In charge of it all is Bill Stewart, who as the head coach has to manage both of those situations, as well as his own, which ends whenever the 2011 season ends.
And then there's Keli Cunningham, the associate athletic director for compliance and governance at a school that not only was accused by the NCAA of five major and one secondary violations last August, but also self-reported a secondary violation four days later when the Mountaineers started preseason practice.
Cunningham was hired after all of that and this is the start of her first full-time cycle with football. It's her job to make sure no one does anything they shouldn't be doing.
She has no worries.
"At this point in time, we've done all the things we need to do to be prepared," she said. "We'll have a presence at spring practice, similar to the presence we had, to my understanding, in the summer period.
"It may vary between myself and my staff, depending on what we have on our calendar, but we'll be there and we'll be visible. The purpose is just to observe. I don't expect we need to be there to report any violation or to catch them doing anything they shouldn't be doing."

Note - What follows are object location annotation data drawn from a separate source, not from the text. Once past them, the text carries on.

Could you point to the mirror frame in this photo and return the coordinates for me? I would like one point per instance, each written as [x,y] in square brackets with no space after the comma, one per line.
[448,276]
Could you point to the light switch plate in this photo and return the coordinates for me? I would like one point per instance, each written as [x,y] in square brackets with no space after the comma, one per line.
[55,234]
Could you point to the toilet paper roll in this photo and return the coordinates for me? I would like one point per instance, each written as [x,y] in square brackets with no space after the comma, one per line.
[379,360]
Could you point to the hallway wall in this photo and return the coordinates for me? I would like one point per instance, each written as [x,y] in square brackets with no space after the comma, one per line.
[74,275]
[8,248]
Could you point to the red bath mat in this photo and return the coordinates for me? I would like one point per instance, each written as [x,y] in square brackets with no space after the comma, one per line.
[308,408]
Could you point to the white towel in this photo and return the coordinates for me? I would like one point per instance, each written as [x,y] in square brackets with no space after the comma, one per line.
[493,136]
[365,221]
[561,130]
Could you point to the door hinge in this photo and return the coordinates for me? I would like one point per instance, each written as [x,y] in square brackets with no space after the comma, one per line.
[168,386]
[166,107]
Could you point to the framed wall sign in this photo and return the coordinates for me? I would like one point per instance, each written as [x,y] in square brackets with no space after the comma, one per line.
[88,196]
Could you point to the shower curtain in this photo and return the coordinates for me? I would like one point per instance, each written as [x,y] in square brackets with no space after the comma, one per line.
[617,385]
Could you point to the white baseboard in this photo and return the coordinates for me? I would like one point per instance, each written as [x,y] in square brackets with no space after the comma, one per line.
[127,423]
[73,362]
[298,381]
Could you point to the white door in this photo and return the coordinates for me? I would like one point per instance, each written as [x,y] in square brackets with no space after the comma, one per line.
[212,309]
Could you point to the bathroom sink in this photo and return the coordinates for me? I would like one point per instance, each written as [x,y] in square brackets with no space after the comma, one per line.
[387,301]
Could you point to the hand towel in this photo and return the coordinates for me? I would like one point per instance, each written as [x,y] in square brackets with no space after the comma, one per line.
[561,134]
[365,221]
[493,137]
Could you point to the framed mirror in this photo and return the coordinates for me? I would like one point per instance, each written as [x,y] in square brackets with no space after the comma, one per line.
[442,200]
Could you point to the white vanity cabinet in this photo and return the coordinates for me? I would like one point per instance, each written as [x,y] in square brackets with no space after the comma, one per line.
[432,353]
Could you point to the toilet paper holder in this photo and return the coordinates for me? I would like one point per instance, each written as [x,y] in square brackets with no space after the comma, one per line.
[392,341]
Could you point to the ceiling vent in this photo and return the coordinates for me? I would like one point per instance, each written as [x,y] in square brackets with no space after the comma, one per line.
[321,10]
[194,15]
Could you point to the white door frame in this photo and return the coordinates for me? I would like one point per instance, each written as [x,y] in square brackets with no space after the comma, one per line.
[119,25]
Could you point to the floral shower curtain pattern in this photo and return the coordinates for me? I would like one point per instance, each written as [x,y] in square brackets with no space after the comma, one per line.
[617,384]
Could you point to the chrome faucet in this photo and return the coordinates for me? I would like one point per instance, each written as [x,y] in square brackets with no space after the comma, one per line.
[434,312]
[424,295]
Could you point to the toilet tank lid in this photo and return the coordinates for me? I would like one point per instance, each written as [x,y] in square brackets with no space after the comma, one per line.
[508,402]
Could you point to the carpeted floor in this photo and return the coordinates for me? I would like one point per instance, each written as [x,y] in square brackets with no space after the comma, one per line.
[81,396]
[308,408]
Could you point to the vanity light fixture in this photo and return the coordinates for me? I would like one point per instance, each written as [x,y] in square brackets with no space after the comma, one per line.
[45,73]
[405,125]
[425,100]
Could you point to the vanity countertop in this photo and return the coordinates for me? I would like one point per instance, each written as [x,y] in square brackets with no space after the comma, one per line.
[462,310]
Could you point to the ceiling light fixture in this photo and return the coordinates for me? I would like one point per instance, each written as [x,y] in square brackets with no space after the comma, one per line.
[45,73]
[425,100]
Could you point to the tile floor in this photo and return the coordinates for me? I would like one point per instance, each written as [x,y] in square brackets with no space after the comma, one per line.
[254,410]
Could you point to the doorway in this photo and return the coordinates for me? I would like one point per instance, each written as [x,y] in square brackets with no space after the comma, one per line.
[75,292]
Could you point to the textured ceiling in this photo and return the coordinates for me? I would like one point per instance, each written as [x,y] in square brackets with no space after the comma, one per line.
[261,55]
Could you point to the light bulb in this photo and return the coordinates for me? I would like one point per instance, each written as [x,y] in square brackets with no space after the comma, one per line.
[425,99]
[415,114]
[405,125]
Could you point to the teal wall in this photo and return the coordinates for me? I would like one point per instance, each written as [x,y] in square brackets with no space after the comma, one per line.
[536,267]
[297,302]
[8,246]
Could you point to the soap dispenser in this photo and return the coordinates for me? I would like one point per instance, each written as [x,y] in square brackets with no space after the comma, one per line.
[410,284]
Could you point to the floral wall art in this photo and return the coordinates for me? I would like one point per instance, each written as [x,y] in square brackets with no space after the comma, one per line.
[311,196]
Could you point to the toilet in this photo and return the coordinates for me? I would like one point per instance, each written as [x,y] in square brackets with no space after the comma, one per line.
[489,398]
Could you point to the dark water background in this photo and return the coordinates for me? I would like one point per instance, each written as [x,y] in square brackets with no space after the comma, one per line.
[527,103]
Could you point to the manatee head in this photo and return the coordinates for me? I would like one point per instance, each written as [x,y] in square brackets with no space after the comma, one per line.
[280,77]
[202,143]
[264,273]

Cunningham said WVU has handled all the rules awareness courses that are standard before spring practice and involve the coaching staff and the support staff. Compliance also met with the new coaches once they were settled just to make sure everyone knew everything and no one had any questions.
Holgorsen said in February he'd met and exchanged phone calls and emails with Cunningham so often that "I feel like we're dating." Cunningham said the old and new parts of the staff have been just as diligent.
"I think what we're doing is sufficient," she said. "The coaches do a tremendous job picking up the phone. That's not just for Dana, but across the board. They ask questions just to be certain. The staff is educated on all these things, but it doesn't hurt to pick up the phone and say, 'Hey, Kel, here's the situation. I just want to make sure it's correct.' Almost every time, the answer is 'Yep, that's right. Nothing has changed.'"
Cunningham said "it's no secret we have a more heightened awareness" given WVU's involvement with an active NCAA investigation, but she doesn't feel the school will be targeted during spring practice.
When the Mountaineers started preseason practice last summer, they confessed to the NCAA they wore protective equipment that rules prohibited on the first two days.
Prior to that, the NCAA accused WVU of a lack of oversight and a failure to promote compliance for, among many things, allowing a bunch of people to do a bunch of things they were not allowed to do.
"I think the NCAA has a lot on its plate, but I think they trust that as an institution we have addressed the issues and corrected them," Cunningham said. "We clearly outlined within our report to the NCAA what we've done and we're moving forward with that. I don't think there's any need to be on top of us more than the next institution."
Spring football offers plenty for Cunningham and WVU to be on top of themselves. It is specifically structured by the NCAA.
The 15 practices must be within a 34-day period that omits spring break, university exam days and days the school is closed due to inclement weather. The practices may feature intrasquad scrimmages and a spring game, but only a limited number. Days when the team meets only for conditioning and/or film don't count toward the 15 practices.
Only 12 practices can involve contact and the first can't happen before the third day of practice. On non-contact days, helmets are the only protective equipment allowed. On contact days, only eight may feature tackling and only three of those eight days can have a scrimmage. On contact days with no tackling, the school has discretion over what the team does to constitute contact.
In all, players are limited to 20 total hours per week and no more than four hours per day of what the NCAA defines to be "postseason countable athletically related activities."
"We've already done this, but you obtain a calendar from them that basically outlines the spring practice period," Cunningham said. "You take that and look to see they conduct everything within the rules. They build their own calendar. We don't dictate that for them. But that way, we obviously know what the plan is and we have documentation of the specifics for what can and can't happen."